Le nouveau ministre des Administrations régionales sera confronté à un dossier brûlant en cette période de fête de fin d’année et post-électorale, où le Front commun des commerçants de l’île Maurice (FCCM) ne manquera pas de rappeler aux politiciens leurs promesses faites aux commerçants durant la campagne. Ces derniers attendent avec impatience de connaître la composition du nouveau gouvernement, en particulier le nom de celui ou celle qui occupera le portefeuille des collectivités locales.
Un dossier brûlant attend le prochain ministre des Administrations régionales. Le FCCM compte solliciter une rencontre au plus vite avec le titulaire du poste en vue de discuter des actions que compte prendre le ministère, et par extension les collectivités locales dans le dossier des marchands ambulants, du paiement des trade fees, entre autres. « Le ministre des Administrations régionales a la responsabilité de nettoyer toutes ces villes affectées par l’invasion des marchands ambulants », fait remarquer Raj Appadu, président du FCCM.
Le Front commun et les différentes associations représentant les intérêts des opérateurs économiques ont rencontré durant la campagne électorale les leaders des différents partis de l’Alliance Lepep, en vue de leur faire part de leurs doléances et propositions, le plus urgent restant le dossier des marchands ambulants. Raj Appadu déplore au passage que le Front commun n’ait pu avoir de rencontres avec Navin Ramgoolam et Paul Bérenger. L’espoir est de mise du côté des commerçants, surtout que le leader de l’Alliance Lepep, sir Anerood Jugnauth, aurait fait comprendre aux commerçants que son gouvernement ferait en sorte d’appliquer les deux jugements de la Cour suprême qui interdisent formellement toute activité de commerce illicite dans des périmètres très précis, notamment à Rose-Hill et dans la capitale. « Nous gardons de grands espoirs qu’enfin les jugements de la Cour seront appliqués et respectés », affirme Raj Appadu. « Nous espérons vraiment que la donne va changer avec ce nouveau gouvernement ».

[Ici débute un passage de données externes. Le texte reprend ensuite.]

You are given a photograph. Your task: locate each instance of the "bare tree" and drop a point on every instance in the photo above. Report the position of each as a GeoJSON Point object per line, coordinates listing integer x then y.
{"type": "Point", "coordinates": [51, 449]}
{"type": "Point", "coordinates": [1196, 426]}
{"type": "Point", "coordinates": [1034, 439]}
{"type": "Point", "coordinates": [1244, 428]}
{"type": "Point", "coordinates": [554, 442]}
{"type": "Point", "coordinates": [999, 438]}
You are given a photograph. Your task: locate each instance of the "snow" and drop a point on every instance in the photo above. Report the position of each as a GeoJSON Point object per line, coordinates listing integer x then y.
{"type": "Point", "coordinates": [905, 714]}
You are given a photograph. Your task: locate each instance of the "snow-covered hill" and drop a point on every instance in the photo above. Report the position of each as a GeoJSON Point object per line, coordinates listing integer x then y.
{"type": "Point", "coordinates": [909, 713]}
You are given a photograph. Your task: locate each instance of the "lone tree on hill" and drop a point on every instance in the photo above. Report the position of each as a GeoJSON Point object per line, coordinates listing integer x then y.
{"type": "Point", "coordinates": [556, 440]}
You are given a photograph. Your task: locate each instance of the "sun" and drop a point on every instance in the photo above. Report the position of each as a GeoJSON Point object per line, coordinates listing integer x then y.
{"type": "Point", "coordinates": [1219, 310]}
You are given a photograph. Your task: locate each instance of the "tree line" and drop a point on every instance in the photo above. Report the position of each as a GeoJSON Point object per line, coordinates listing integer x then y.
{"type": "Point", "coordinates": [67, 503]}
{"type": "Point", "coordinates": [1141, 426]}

Le FCCM s’était opposé farouchement à une proposition de la municipalité de Port-Louis de distribuer des badges temporaires aux colporteurs enregistrés lors du dernier recensement en vue de l’allocation des places disponibles sur les deux sites identités pour leur relogement. Les commerçants s’interrogent sur la logique même de cette mesure proposée par la mairie de Port-Louis en questionnant la manière dont le conseil municipal va procéder pour faire la différence entre les vrais et les faux marchands ambulants. La distribution de badges est de plus perçue aussi comme une tentative de « légaliser » les colporteurs, voire de « blanchiment ».
Autre dossier épineux : le paiement des trade fees. Les administrations de l’ensemble des municipalités ont fait paraître durant la semaine écoulée des avis invitant les opérateurs économiques à effectuer le paiement des trade fees pour l’année financière 2015. Cette redevance est, pour rappel, payable en deux tranches, la première au plus tard le 2 février 2015 et la deuxième au plus tard le 31 juillet 2015. Si pour le moment, aucun mot d’ordre définitif n’a encore été décidé par le FCCM, ses membres affirment qu’ils attendront la rencontre avec le prochain ministre des Administrations régionales pour prendre une décision.